Le entrate da fiscalità generale sono sufficienti a finanziare il nostro welfare relativo alla spesa per la sanità e per l’assistenza sociale a carico dello Stato, delle regioni e degli enti locali? Parte da questa domanda l‘ultima indagine del Centro studi presieduto da Alberto Brambilla e presentato nei giorni scorsi.
“La sostenibilità – si legge nella presentazione del report – dipende anche da chi e da quanti pagano, come chiede il sottotitolo della pubblicazione, nonché dalle “distorsioni” provocate dalle regole fiscali e dai troppo frequenti condoni o “paci fiscali”, che sono veri e propri incentivi impliciti a non pagare le imposte. Gli elevatissimi livelli di “redistribuzione” indagati dall’Osservatorio evidenziano una bassa “fedeltà fiscale” sia tra soggetti sia tra territori (la regionalizzazione delle entrate) e mettono in discussione la metodica del calcolo della povertà”.
Ed ecco la dichiarazione che fa saltare sulla sedia.

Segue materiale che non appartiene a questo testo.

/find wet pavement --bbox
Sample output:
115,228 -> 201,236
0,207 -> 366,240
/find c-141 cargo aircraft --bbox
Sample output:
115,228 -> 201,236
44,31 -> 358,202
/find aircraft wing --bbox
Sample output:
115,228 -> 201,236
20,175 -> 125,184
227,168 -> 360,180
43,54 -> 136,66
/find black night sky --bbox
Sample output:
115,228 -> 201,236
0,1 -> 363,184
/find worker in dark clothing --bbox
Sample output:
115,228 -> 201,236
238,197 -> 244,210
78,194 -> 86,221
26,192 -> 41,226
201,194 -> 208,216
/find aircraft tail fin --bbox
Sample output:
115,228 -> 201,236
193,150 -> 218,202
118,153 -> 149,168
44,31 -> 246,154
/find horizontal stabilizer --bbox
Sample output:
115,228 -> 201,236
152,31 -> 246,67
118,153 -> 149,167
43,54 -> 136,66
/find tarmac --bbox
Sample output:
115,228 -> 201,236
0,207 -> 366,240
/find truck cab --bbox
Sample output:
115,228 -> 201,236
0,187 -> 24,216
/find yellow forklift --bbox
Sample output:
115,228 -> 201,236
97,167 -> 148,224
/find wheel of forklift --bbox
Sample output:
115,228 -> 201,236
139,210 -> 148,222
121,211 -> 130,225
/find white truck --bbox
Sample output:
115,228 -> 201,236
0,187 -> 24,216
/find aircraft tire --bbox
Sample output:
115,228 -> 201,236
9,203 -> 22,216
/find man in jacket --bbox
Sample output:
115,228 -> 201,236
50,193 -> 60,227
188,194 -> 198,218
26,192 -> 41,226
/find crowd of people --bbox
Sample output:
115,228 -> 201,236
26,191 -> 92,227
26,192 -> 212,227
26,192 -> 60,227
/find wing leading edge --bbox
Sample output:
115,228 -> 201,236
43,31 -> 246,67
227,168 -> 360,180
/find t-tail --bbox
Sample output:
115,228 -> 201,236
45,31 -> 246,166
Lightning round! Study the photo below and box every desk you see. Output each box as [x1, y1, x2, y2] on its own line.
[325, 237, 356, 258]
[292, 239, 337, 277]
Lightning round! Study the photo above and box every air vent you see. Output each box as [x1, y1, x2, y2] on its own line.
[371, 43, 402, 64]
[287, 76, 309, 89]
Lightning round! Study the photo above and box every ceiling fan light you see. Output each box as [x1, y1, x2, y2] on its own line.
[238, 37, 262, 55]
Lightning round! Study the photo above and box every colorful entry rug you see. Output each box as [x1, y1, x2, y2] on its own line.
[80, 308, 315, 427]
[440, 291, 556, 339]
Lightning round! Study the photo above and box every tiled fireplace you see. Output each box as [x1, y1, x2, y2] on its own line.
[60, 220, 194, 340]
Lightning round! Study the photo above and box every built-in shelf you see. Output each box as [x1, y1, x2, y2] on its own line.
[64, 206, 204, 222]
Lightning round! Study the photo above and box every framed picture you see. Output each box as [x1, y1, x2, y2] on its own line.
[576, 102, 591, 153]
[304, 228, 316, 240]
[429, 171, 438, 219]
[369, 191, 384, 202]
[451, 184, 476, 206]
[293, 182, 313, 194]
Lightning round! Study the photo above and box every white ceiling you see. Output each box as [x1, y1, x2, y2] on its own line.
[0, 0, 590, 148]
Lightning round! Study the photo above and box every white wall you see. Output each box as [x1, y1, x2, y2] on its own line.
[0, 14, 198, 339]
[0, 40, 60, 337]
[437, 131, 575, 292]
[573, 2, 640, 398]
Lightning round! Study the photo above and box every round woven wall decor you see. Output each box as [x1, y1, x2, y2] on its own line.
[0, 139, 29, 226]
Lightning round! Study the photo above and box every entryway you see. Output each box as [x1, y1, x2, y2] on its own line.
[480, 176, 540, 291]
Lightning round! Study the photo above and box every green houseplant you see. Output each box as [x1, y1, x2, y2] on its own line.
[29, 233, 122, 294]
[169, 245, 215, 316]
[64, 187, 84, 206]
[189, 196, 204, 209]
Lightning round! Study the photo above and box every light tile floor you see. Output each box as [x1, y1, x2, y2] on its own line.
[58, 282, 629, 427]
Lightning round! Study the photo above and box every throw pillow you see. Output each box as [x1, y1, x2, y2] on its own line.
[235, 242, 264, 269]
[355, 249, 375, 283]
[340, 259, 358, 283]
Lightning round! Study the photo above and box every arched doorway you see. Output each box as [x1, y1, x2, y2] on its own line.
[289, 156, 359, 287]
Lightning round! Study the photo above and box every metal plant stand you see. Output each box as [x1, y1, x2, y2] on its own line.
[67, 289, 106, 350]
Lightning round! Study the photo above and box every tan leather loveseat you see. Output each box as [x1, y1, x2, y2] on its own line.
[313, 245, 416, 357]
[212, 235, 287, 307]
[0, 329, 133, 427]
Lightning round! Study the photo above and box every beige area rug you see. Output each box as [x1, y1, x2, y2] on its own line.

“Dall’analisi emergono “scomode verità”. Non è vero che siamo un Paese oppresso dalle tasse perché i veri oppressi sono pochi: meno del 20% della popolazione mentre una parte consistente non solo ne paga assai poche ma, grazie a un’eccessiva redistribuzione, a partire dalla spesa sanitaria, assistenziale e per la scuola, risulta totalmente a carico della collettività, e soprattutto dei redditi sopra i 35mila euro lordi l’anno che non beneficiano peraltro – se non marginalmente – di bonus, sgravi e agevolazioni e che hanno pochi vantaggi anche dall’AUUF, mentre latitano le proposte vere per ridurre la povertà. I risultati di questi ultimi 16 anni evidenziano i problemi del Paese causati da un eccessivo assistenzialismo che genera bassa produttività, bassissima occupazione e un altissimo debito pubblico che sarà difficile mantenere nei prossimi anni per non scaricare gli oneri su quei giovani che, a parole, tutti i partiti vogliono difendere ma che, di fatto, dovranno sopportare un costo di finanziamento del debito pubblico enorme sottraendo grandi risorse a sviluppo e investimenti”.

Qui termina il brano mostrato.